The fucking cheek of him, thought Pete; whatever does he think I've been doing? But, truth to tell, (not that he
would
tell it to Sam Price in his present haughty mood), nothing he had come up with so far – breeds of dogs; giants from Goliath onwards; earthquakes (further localism this, for one of Britain's major geological fault lines runs through the Welsh Marches); currencies of the world; kites (surely the most original and pleasure-giving of the topics so far) – had seemed satisfactory.

‘I'm still working on it.'

‘You're not chickening out of our little scheme, I hope?' asked Sam, now back on the BIBA sofa and sinking himself deep into its cushions while balancing his tea cup deftly, ‘let me remind you that you yourself said my idea was “watertight”.'

‘I'm sure it is,' said Pete. Didn't Sam realise that he was worried about other things than its efficacy, not least its eventual discovery? ‘I've sent the letter to Bob Thurlow as we agreed – so let's wait till the letter arrives. Here at The Tall House,' he added.

‘No, I don't agree,' said Sam in his drawl, ‘I've got to have – let's call it a return on my investment, haven't I? It was me who came up with the scheme?' And he waited for Pete's agreement, which, after a second's pause for surprise at Sam's attitude, he made, with a nod and a low, soft, slightly reluctant grunt. ‘Well, then, I expect you to do your bit. You've got to be Highest Flyer by leaps and bounds, or else I shall feel cheated.'

‘Cheated?' He had not once thought that his acceptance of Sam's proposal – made after they'd barely passed their shared joint three times one to another – had bound him to Sam, psychologically, morally if you liked.

‘Cheated because I need stimulus if I'm to survive at all. The world around me – whether it's stuffy old Darnton or this snug,' and he waved a hand disparagingly round his comfortable, expensively fitted quarters, ‘just isn't enough. I'm a superior soul. I know it; I guess I've always known it. And superior souls can't be expected to find much to interest them in inter-house cricket matches at school or small-town chitchat. That's why the idea of you as High (or Highest) Flyer was such a draw for me, and why I was so pleased when Fate – so to speak – brought us together.'

Pete didn't like hearing any of this much (if at all); on the other hand he was fascinated by Sam's frankness, and also (not without a prickle of guilt) recognised his own sentiments.

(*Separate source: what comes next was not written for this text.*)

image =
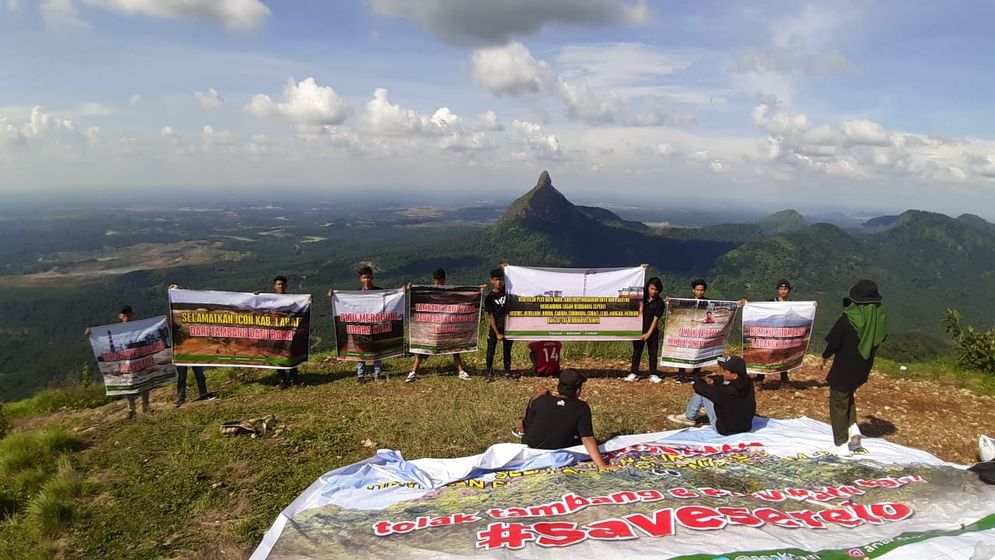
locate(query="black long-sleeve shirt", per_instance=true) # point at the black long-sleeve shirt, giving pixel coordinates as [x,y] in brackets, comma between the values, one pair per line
[850,369]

‘You don't know many other guys, I'll warrant, who have seen a Visitant like I have. Like I told you about outside your house. Always remember that, Pete, it means I'm in touch with things in a way Mr Average simply isn't. There's only one person I can think of who may have the same affinities as me…'

‘That bloke who works for your dad?'

Sam didn't look pleased at this interjection.
He
did the interjecting in any conversation.